Comprehensive Clinical Data Quality Solutions
Welcome to Citric CDQ, delivering expert clinical data quality solutions to support the success of your clinical trials.
About Citric CDQ
Our Expertise
Citric CDQ is a specialist consultancy based in Scotland, providing high-quality clinical data solutions to pharmaceutical and healthcare organisations conducting clinical trials. With deep expertise in clinical data management, Citric CDQ supports clients across the full trial lifecycle, from database design through to database lock.
Led by a seasoned clinical data professional, Citric CDQ offers a comprehensive range of services including database design and UAT, data review, SAE and vendor reconciliation, protocol deviation identification and classification, data review programming, interim and final database deliverables, SOP and template creation, and vTMF quality review.

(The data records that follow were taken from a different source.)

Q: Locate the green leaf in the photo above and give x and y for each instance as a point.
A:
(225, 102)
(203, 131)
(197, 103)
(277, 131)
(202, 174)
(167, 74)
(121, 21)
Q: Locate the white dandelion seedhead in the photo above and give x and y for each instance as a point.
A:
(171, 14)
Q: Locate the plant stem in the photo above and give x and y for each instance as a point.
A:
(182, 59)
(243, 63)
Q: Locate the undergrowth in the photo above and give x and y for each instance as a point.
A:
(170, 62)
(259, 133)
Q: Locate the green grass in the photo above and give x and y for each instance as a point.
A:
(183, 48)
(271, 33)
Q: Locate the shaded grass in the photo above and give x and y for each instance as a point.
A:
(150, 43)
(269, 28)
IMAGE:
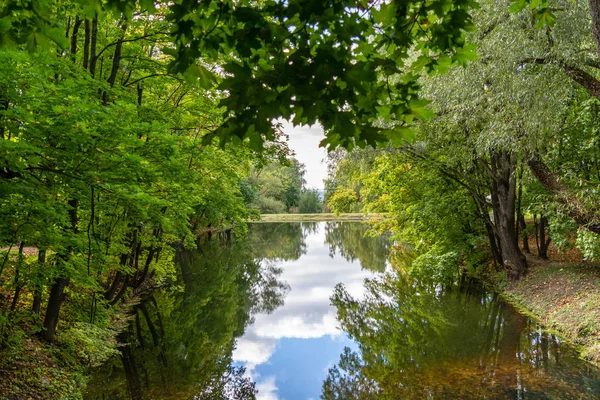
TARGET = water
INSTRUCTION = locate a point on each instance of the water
(289, 308)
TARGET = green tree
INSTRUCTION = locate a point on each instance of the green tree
(310, 202)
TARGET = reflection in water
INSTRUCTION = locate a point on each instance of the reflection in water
(351, 241)
(257, 315)
(421, 340)
(182, 338)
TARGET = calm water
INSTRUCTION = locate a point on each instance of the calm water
(318, 309)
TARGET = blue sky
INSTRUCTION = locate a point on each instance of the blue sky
(305, 141)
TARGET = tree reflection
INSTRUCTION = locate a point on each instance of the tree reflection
(351, 241)
(420, 340)
(182, 338)
(279, 241)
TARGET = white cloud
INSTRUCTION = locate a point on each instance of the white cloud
(267, 389)
(307, 311)
(304, 140)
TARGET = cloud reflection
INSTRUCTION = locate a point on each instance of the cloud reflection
(306, 313)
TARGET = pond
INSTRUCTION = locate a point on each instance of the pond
(303, 310)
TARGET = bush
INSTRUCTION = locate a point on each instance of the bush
(269, 205)
(310, 202)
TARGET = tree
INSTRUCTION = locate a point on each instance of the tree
(310, 202)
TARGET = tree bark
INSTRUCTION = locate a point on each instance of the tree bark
(37, 293)
(595, 11)
(503, 199)
(53, 310)
(60, 283)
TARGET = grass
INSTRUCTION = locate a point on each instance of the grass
(317, 217)
(566, 298)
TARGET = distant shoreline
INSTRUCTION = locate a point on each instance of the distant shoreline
(321, 217)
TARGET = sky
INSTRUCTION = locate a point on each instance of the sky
(304, 140)
(289, 352)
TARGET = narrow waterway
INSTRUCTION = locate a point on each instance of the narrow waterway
(303, 310)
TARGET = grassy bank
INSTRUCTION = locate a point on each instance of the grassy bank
(317, 217)
(565, 297)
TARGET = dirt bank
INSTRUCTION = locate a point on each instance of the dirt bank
(565, 297)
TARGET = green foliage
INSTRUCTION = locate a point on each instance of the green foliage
(91, 344)
(310, 202)
(276, 187)
(342, 201)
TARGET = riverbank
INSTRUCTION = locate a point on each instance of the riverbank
(565, 297)
(321, 217)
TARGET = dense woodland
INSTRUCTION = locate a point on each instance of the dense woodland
(130, 129)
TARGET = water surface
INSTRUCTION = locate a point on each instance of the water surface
(303, 310)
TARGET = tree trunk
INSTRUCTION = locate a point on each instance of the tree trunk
(503, 199)
(58, 287)
(37, 293)
(544, 241)
(18, 283)
(524, 235)
(52, 311)
(595, 11)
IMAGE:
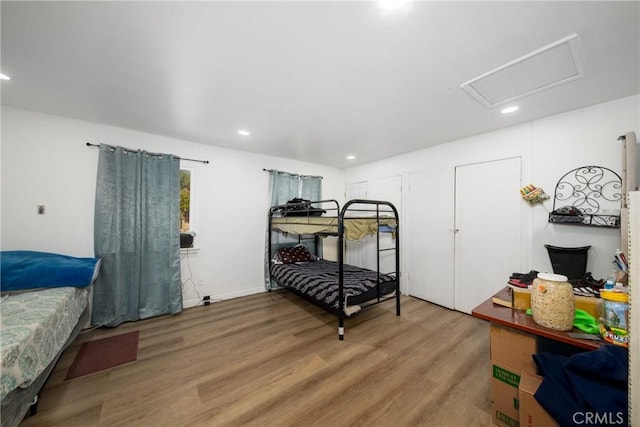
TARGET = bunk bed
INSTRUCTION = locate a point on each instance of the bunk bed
(45, 304)
(338, 287)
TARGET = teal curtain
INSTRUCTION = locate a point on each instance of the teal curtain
(136, 233)
(284, 186)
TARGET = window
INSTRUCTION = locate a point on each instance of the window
(186, 222)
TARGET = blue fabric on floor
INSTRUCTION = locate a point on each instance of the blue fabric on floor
(586, 386)
(21, 270)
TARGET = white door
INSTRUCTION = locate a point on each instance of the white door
(488, 240)
(430, 237)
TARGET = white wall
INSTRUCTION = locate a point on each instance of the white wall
(549, 148)
(45, 162)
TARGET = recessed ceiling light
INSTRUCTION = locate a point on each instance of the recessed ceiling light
(509, 110)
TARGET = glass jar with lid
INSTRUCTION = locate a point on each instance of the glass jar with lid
(553, 302)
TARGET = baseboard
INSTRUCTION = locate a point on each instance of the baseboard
(193, 302)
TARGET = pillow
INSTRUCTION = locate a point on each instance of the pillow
(298, 253)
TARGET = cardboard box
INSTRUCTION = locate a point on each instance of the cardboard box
(505, 399)
(531, 413)
(513, 349)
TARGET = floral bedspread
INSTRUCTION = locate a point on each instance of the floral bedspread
(35, 327)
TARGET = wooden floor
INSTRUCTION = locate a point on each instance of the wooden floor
(273, 359)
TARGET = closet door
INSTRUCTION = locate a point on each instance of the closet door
(489, 237)
(430, 236)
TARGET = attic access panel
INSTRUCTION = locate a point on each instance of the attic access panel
(552, 65)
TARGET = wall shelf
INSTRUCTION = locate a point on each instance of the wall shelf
(588, 196)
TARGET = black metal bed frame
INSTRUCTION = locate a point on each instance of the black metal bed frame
(346, 214)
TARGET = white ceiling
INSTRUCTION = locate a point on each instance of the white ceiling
(313, 81)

With a focus on accuracy, compliance, and efficiency, Citric CDQ enables sponsors and CROs to meet regulatory expectations while maintaining data integrity at every stage.
Services
Citric CDQ offers tailored clinical data quality services to support the smooth and compliant delivery of clinical trials. From early-stage database design to final database lock, we provide expert support across all key data management activities. Our services are built on a foundation of accuracy, efficiency, and regulatory alignment, helping sponsors and CROs maintain data integrity throughout the trial lifecycle.
How We Work
Quality-Driven Approach
At Citric CDQ, quality underpins everything we do. We apply rigorous standards and proven methodologies to ensure the accuracy, consistency, and completeness of clinical data, supporting confident decision-making and regulatory readiness.
Tailored to Your Needs
We understand that every trial is unique. That’s why our services are fully adaptable; whether you need comprehensive data management support or help with specific tasks, we tailor our approach to align with your timelines, systems, and team structure.

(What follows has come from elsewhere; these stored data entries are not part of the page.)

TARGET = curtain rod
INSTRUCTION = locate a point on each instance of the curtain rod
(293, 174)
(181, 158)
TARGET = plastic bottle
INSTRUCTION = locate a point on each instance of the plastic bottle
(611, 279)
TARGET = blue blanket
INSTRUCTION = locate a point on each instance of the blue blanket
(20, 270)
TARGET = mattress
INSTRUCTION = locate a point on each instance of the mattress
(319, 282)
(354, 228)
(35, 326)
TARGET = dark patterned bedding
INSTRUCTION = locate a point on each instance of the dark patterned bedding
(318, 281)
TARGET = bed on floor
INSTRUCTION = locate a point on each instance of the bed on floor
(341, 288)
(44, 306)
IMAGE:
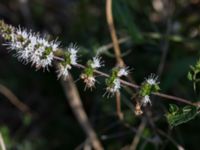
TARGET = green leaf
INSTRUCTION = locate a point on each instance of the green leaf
(177, 116)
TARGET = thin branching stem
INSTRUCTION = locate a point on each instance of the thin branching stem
(135, 86)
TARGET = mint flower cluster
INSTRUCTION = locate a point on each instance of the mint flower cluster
(30, 47)
(113, 82)
(149, 86)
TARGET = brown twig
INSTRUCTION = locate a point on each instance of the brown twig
(113, 34)
(117, 51)
(75, 103)
(14, 100)
(137, 137)
(2, 144)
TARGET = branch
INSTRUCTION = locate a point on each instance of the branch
(2, 144)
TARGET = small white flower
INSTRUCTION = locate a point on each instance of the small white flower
(114, 87)
(122, 72)
(88, 80)
(96, 62)
(73, 49)
(152, 79)
(63, 71)
(145, 100)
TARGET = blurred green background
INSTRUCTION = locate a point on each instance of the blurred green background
(153, 29)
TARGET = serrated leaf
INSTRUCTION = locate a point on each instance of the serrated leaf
(177, 116)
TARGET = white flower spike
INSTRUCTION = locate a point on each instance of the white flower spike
(152, 79)
(122, 72)
(145, 100)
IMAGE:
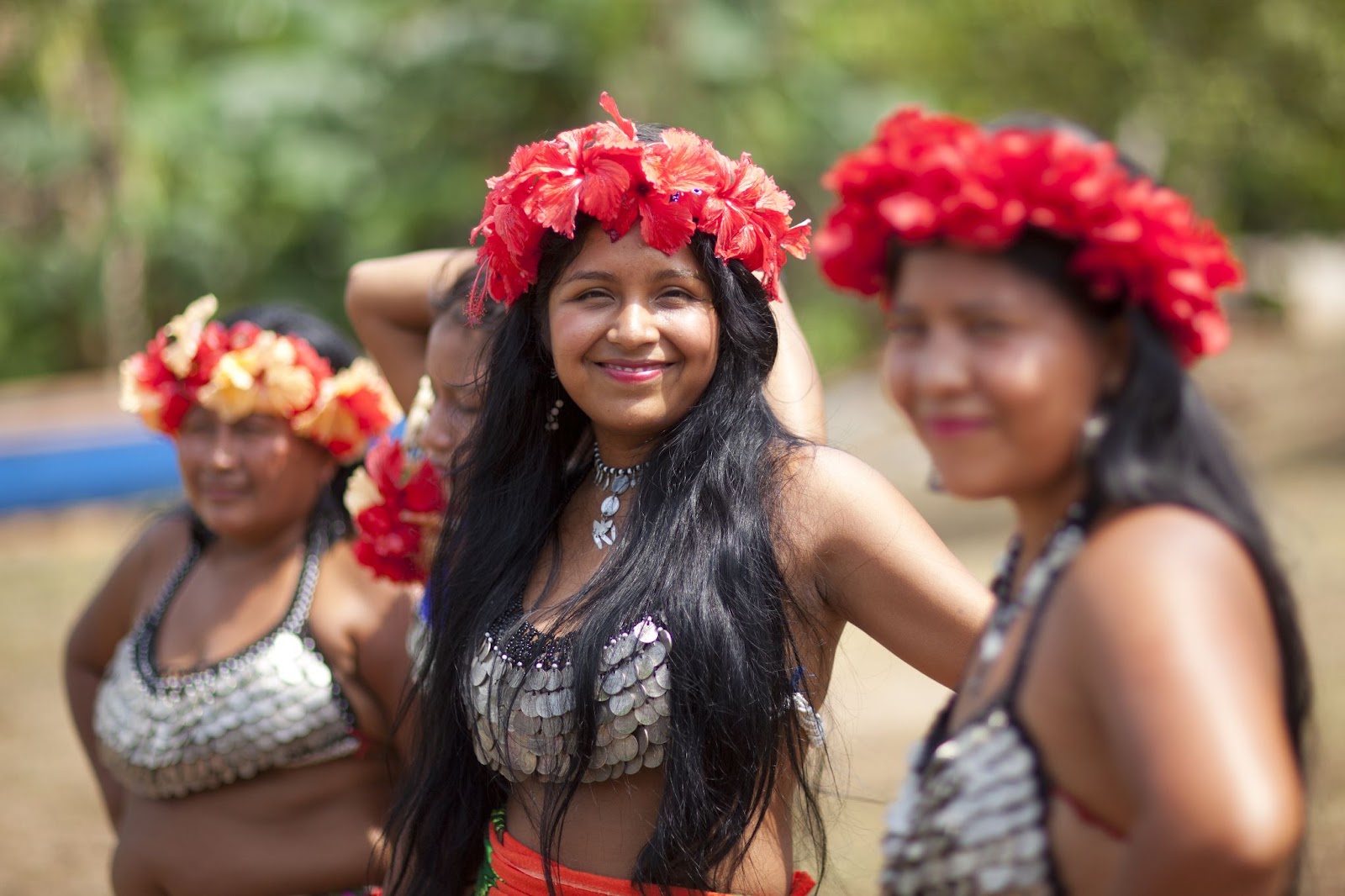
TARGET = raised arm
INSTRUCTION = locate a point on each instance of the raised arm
(883, 569)
(1176, 649)
(388, 302)
(794, 387)
(104, 622)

Expert-Led and Experienced
With hands-on experience across phases and therapeutic areas, Citric CDQ brings deep domain knowledge and problem-solving ability to every engagement. You work directly with an expert who understands both the detail and the big picture.
Efficient and Scalable
We focus on delivering high-quality results efficiently. Through automation, smart review programming, and process optimisation, we reduce manual workload while maintaining flexibility to scale with your trial’s needs.
Collaborative and Transparent
Clear communication and collaboration are central to our work. We integrate smoothly with sponsor and CRO teams, providing regular updates, transparent timelines, and proactive issue resolution throughout the project lifecycle.
Compliance at the Core
Citric CDQ operates in full compliance with GDPR, HIPAA, and applicable ISO standards including ISO 9001 and ISO 27001. Data privacy, security, and regulatory adherence are built into every aspect of our work.
FAQ
What types of clinical trials does Citric CDQ support?
Citric CDQ supports trials across all phases and a wide range of therapeutic areas. Whether you are a sponsor or CRO running early-phase studies or large, late-phase trials, we tailor our services to meet your specific project needs.
Do you work with international clients?
Yes, Citric CDQ works with clients globally. We are experienced in navigating international regulatory requirements, including GDPR, HIPAA, and relevant ISO standards, ensuring compliance across jurisdictions.
How do you ensure data privacy and compliance?
Data protection is central to our operations. We adhere strictly to GDPR and HIPAA requirements and follow best practices aligned with ISO 27001 (information security) and ISO 9001 (quality management), ensuring secure, compliant handling of sensitive clinical data.
Can you provide support for just one part of the trial process?
Absolutely. While we offer full end-to-end data management support, we also provide targeted services - such as SAE reconciliation, protocol deviation review, or vTMF compliance - for clients who need help with specific aspects of their trial.
Do you offer any training services?
Yes, we provide training for clinical data managers, with a focus on efficiency techniques and process optimisation. Our goal is to help teams work smarter, reduce manual workload, and improve data review outcomes.
What systems and platforms do you work with?
We are experienced with a variety of EDC systems, coding platforms, and clinical trial technologies. We quickly adapt to client-preferred tools and are comfortable working within established SOPs and workflows.